Interactive Course on Projective Geometry

Exercises -- First set

1.[00] If a projective transformation of the real projective line sends the point 1 onto the point 2, the point 2 onto the point 3, and the point 3 onto the point 1, where does it send the point 0?

2.[15] A perspective transformation is a projective transformation from RP¹ to itself that has a fixed point. Show that any projective transformation is a composition of at most three perspective transformations.

3.[00] A complex projective transformation fixes the unit circle and sends 1/2 onto i/4. Where does it send 2?

In the following two problems C denotes a smooth, strictly convex curve in R² that is centrally symmetric and centered at the origin. The transformation T_C from the projective line to itself is defined by sending the line L to the unique line which passes through the origin and is parallel to the lines tangent to C at the points of intersection of C and L.

4.[10] Show that if C is an ellipse, the transformation T_C is projective.

5.[25] Show that if T_C is projective, then C is an ellipse.

6.[10] Let a, b, and c be three distinct straight lines through the origin in R² and let v and w be two nonzero vectors on a and b. Show that if R is the linear transformation which fixes v and takes w to -w, then [a,b,c,R(c)] = -1.

Exercises -- Second set

1.[05] Let a,b,m,n, and p be five distinct points in the real projective line. Show that [a,b,m,n] [a,b,n,p] [a,b,p,m] = 1.

2.[05] Show that

[a,b,c,d] = [b,a,c,d]^-1 = [a,b,d,c]^-1.
[a,b,c,d] + [a,c,b,d] = 1.

3.[10] Use the previous exercise to show that if [a,b,c,d] =: k, then the only values that it is possible to obtain as the cross ratio of a permutation of a,b,c,d are: k, 1/k, 1-k, 1 - 1/k, 1/(1-k), and k/(k-1).

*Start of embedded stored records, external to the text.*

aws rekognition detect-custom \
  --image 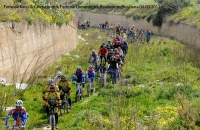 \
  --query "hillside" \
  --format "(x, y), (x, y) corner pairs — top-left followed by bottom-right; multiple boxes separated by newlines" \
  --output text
(0, 29), (200, 130)
(0, 0), (74, 25)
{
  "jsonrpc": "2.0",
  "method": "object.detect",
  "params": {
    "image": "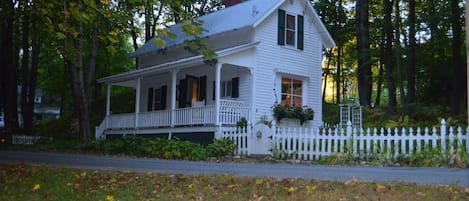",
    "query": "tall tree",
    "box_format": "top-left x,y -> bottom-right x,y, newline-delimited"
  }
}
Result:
405,0 -> 417,115
356,0 -> 372,106
0,1 -> 20,133
394,0 -> 406,108
450,0 -> 466,116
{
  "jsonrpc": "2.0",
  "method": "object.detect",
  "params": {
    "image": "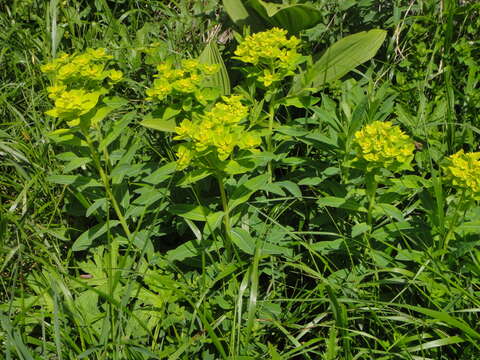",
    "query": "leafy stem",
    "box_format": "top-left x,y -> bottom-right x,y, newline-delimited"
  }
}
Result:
217,175 -> 233,260
82,131 -> 132,240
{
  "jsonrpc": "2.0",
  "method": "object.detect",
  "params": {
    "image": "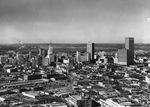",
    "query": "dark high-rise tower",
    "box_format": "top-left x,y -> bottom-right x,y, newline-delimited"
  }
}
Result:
125,37 -> 134,65
87,42 -> 95,61
118,37 -> 134,65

4. [15] In the following figure, the lines ED and FD are tangent to the conic. Show that [A,B,C,D] = -1 .

5.[20] Let H be the point on the line AB such that [A,E,B,H] = -1, let I be the point on the line BC such that [F,C,B,I] = -1, and let J be the point on the line AC such that [A,C,G,J] = -1. Show that H, I, and J are collinear.